Robinson's excursions set off a wave of exploration that has never let up. Many of the early visitors weren't close to being objective; they were out to vindicate the Bible as history, not to test it. Toward the end of the century, that led to a backlash, especially among liberal German Bible critics. Their equally preconceived position was that the Bible is essentially a myth.

The pendulum swung the other way again in the 1920s, when William Foxwell Albright appeared on the scene. A professor of Semitic languages at Johns Hopkins and the son of a Methodist missionary, he took a much more scientific approach than most of his predecessors.
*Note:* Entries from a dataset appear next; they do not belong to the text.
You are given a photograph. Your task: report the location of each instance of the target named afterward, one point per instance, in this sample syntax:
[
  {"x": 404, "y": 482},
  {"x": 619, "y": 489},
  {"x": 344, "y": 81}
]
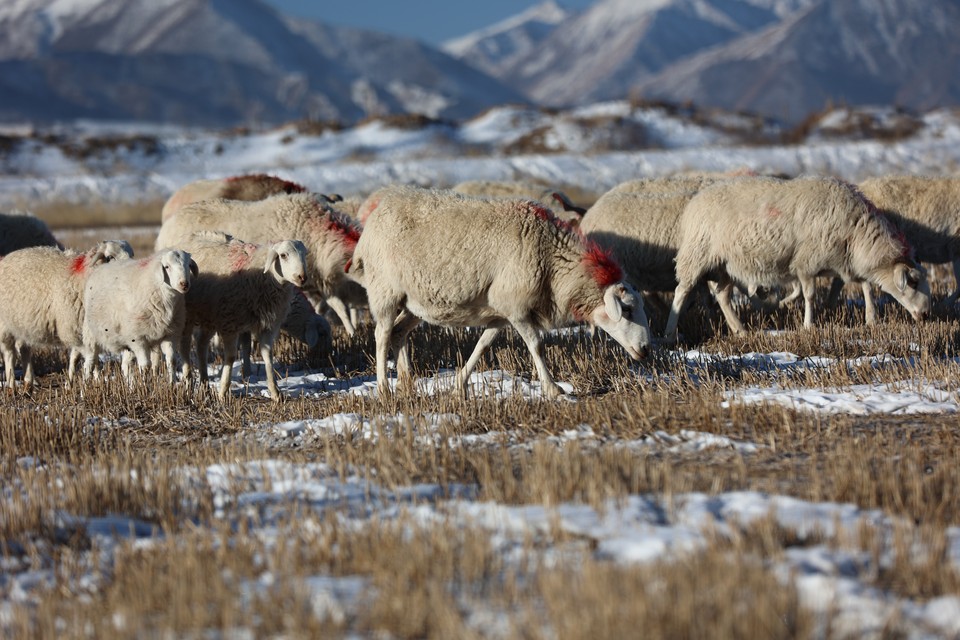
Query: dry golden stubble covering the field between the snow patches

Rather than assume that the Bible was either entirely accurate or completely fictional, he attempted to confirm Old Testament stories with independent archaeological evidence. And under his considerable influence, biblical archaeology finally became a disciplined and scientific enterprise.

Although he was prepared to see the Bible proved wrong in its particulars, Albright assumed it was accurate until proved otherwise. He assumed the existence of Abraham, Isaac and Jacob, for example, and then used circumstantial physical evidence to deduce that they probably lived around 1800 B.C. He accepted the idea of the Exodus from Egypt and military conquest of Canaan (Palestine), and went on to date those events at about 1200 B.C.

Albright's intellectual heirs, including Israeli archaeologists Avraham Biran and the late Yigael Yadin, made similar assumptions. Said Yadin a few years before his death in 1984: "The Old Testament for me is a guide. It is the authentic history of my people." The Bible says, for example, that King Solomon fortified the cities of Hazor, Gezer and Megiddo during his reign. Sure enough, Yadin went out in the late 1950s and found a city gate at the ruins of Hazor, and dated it to Solomon's time, in the 10th century B.C. When he found that early explorers had discovered a similar-looking gate at Gezer, he assigned that to Solomon's era too. And because the Bible mentions Megiddo in the same breath with the other cities, he looked for — and conveniently found — a third gate at Megiddo, and concluded that Solomon had built them all.